# Tape Wound Strings: GHS vs. LaBella



## Fajah (Jun 28, 2006)

I've been playing around with black nylon tape wound strings on my fretless. Here's a couple of quicky sound clips:

GHS: http://www.box.net/shared/psfi8vd9ke

LaBella: http://www.box.net/shared/k9mcdis8no

Keep in mind that the LaBella's are about 6 months old and used allot. However, I find that tape wound strings keep their tone over time. In any event, let me know whether you prefer the tone of one set over the other.


----------



## Kenmac (Jan 24, 2007)

From what I've heard, the GHSes seem to have more presence than the LaBellas but then again that may have been something to do with the recording. It seems like the GHS was recorded at a louder level. The LaBellas sound like they may be better for less of an "in your face' type of bass sound whereas the GHSes have more "punch" to them IMO.


----------



## Mooh (Mar 7, 2007)

The LaBellas sound better to me, though the recording level on the GHS sounds too high and might have influenced my choice. In fact, the LaBellas sound real good.

I used to use either LaBella or Fender tapewounds but have been using mostly D'Addario Chromes on both fretted and fretless for a few years. They're louder and smoother over the whole range of the instrument to my ears.

Peace, Mooh.


----------



## Fajah (Jun 28, 2006)

Thanks for the replies guys. I jammed last night with my jazz group using the GHS strings and found that I prefer them over the LaBella's for the tone that I like to capture. The LaBella's tone is very even but always seemed mid-rangey to me. The GHS' seem to have deeper, more open lows with the highs being more punchy and articulate. Feel, tension, etc. are pretty much the same with both brands.

The only issue is that the GHS "B" string is not tapered where it sits in the saddle while the LaBella "B" is. I had to open the saddle slot a bit for it to sit right. 

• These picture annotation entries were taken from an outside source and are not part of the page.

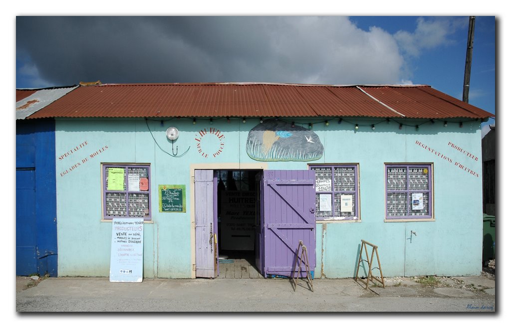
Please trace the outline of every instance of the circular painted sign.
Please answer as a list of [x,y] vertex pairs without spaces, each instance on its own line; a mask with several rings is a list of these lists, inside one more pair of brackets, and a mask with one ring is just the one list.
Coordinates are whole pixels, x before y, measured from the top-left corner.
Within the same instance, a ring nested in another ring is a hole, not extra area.
[[225,136],[215,128],[203,129],[195,134],[197,150],[204,158],[217,157],[223,151]]

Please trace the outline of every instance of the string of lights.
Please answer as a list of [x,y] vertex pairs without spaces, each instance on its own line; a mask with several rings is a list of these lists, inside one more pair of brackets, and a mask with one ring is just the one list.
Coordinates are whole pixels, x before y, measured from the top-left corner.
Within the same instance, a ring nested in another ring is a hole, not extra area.
[[[170,121],[170,120],[175,120],[175,119],[183,119],[183,120],[185,120],[185,119],[186,119],[186,120],[191,119],[191,120],[192,120],[192,123],[193,123],[193,124],[197,124],[197,121],[199,121],[199,120],[206,120],[206,121],[209,120],[210,124],[213,124],[214,121],[219,121],[219,120],[226,120],[227,123],[230,123],[231,119],[233,119],[233,118],[237,119],[240,119],[240,120],[241,120],[241,121],[243,123],[246,123],[246,121],[247,121],[247,119],[246,119],[246,117],[231,117],[231,116],[226,116],[225,117],[215,117],[215,118],[210,117],[210,118],[196,118],[196,117],[193,117],[193,118],[190,118],[190,117],[179,117],[179,116],[176,116],[176,117],[170,117],[170,118],[167,118],[167,119],[158,119],[158,120],[149,119],[148,119],[148,120],[151,120],[151,121],[159,121],[160,122],[161,125],[162,127],[164,125],[164,123],[165,122],[167,122],[168,121]],[[354,129],[355,129],[355,130],[359,130],[359,129],[360,128],[362,127],[370,127],[371,128],[371,130],[376,130],[376,125],[377,125],[378,124],[381,124],[381,123],[385,123],[385,122],[386,122],[387,124],[390,124],[391,122],[394,122],[394,123],[397,123],[397,124],[398,124],[398,128],[399,129],[399,130],[402,129],[403,127],[409,127],[410,128],[415,128],[416,131],[419,131],[419,128],[421,125],[424,125],[425,124],[430,123],[430,124],[435,124],[436,122],[440,122],[441,123],[443,123],[444,126],[445,127],[447,127],[448,126],[448,124],[456,124],[458,125],[460,128],[463,128],[463,123],[464,122],[473,122],[474,121],[480,121],[481,122],[482,122],[486,121],[485,120],[483,120],[483,119],[467,119],[467,120],[462,120],[462,121],[460,121],[460,120],[452,120],[448,121],[448,120],[439,120],[439,119],[425,119],[423,122],[422,122],[421,123],[417,123],[417,124],[407,124],[407,123],[404,123],[404,122],[403,122],[402,121],[398,121],[398,120],[396,120],[396,119],[394,119],[393,118],[387,118],[385,119],[380,120],[379,120],[379,121],[378,121],[377,122],[375,122],[374,123],[368,123],[362,124],[362,123],[360,123],[356,122],[356,121],[355,122],[353,121],[353,120],[352,120],[353,119],[350,119],[350,120],[347,120],[347,119],[346,119],[345,118],[343,118],[342,117],[328,118],[328,119],[325,119],[325,120],[320,120],[320,121],[313,121],[313,122],[309,122],[308,123],[301,123],[301,122],[297,122],[297,123],[295,121],[290,121],[290,120],[287,120],[286,119],[283,119],[283,118],[281,118],[281,117],[274,117],[273,118],[274,118],[274,119],[276,119],[276,120],[278,119],[278,120],[282,120],[282,121],[284,121],[285,122],[287,122],[288,123],[291,123],[291,127],[292,128],[294,128],[295,125],[299,125],[299,126],[300,126],[300,127],[301,127],[303,128],[304,126],[306,126],[306,127],[308,127],[308,128],[309,130],[313,130],[313,129],[314,128],[314,126],[315,125],[318,124],[324,124],[324,125],[326,125],[327,127],[328,127],[329,125],[330,125],[330,122],[331,121],[335,121],[336,120],[337,120],[338,124],[351,124],[351,125],[353,125],[354,127]],[[493,118],[493,117],[491,118]],[[271,119],[271,118],[267,118],[267,119]],[[264,119],[263,117],[260,117],[260,119],[259,119],[259,122],[260,122],[260,123],[262,123],[264,121]]]

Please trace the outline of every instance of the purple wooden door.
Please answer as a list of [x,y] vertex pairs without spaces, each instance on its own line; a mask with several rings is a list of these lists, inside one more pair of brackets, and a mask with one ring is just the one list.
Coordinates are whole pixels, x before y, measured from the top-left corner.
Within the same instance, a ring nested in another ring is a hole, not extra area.
[[213,171],[195,170],[195,275],[214,277]]
[[[315,182],[312,170],[263,171],[262,243],[265,276],[295,274],[293,270],[300,240],[307,246],[310,270],[314,270]],[[304,262],[300,267],[300,276],[306,276]]]
[[264,209],[262,199],[264,198],[263,172],[258,173],[256,176],[256,185],[258,187],[257,200],[256,205],[256,224],[254,226],[254,237],[256,241],[256,266],[259,272],[264,274],[264,228],[262,224],[263,214]]

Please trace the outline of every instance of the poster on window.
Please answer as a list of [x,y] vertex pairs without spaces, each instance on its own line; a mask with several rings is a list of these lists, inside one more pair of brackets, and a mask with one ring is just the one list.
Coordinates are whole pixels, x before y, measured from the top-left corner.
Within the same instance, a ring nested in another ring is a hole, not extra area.
[[320,212],[332,211],[332,195],[330,194],[319,195],[319,211]]
[[144,220],[112,220],[110,282],[142,282],[143,255]]
[[412,194],[412,210],[416,211],[424,209],[422,193]]
[[341,212],[351,212],[353,210],[353,196],[341,195]]
[[140,176],[138,174],[128,174],[128,190],[130,191],[140,191]]
[[332,191],[332,180],[330,179],[316,179],[316,191]]

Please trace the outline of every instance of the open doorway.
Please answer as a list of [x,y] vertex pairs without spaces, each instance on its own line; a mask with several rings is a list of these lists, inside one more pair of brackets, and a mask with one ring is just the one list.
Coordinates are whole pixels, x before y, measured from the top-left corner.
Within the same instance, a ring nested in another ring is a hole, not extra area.
[[256,264],[259,170],[217,170],[218,277],[262,277]]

I first got turned on tape wound strings and specifically LaBella when I played a Rob Allen bass at Club Bass. The LaBella's sound awesome on a Rob Allen, but then we're talking about a chambered bass with a piezzo pickup vs. a solid body bass with passive jazz pickups. I'm going to start another thread on this issue.


----------



## stoptail (Sep 22, 2009)

Im liking the tape wounds , I realize they are fresh but I think your right they will probably die a lot slower that a Chrome wrapped string .


----------



## james on bass (Feb 4, 2006)

Very hard to tell the difference, but I prefered the GHS by a slight edge. 

I'm really not the best judge though, as I prefer bright sounding rounds.


----------



## stoptail (Sep 22, 2009)

I might admit that I too am probably not the best judge , its all a matter of personal taste anyways , for a slightly brighter string I used to go with the half rounds , they feel pretty good as well , not sure if they still make them as I have not used them for about 5 years .


----------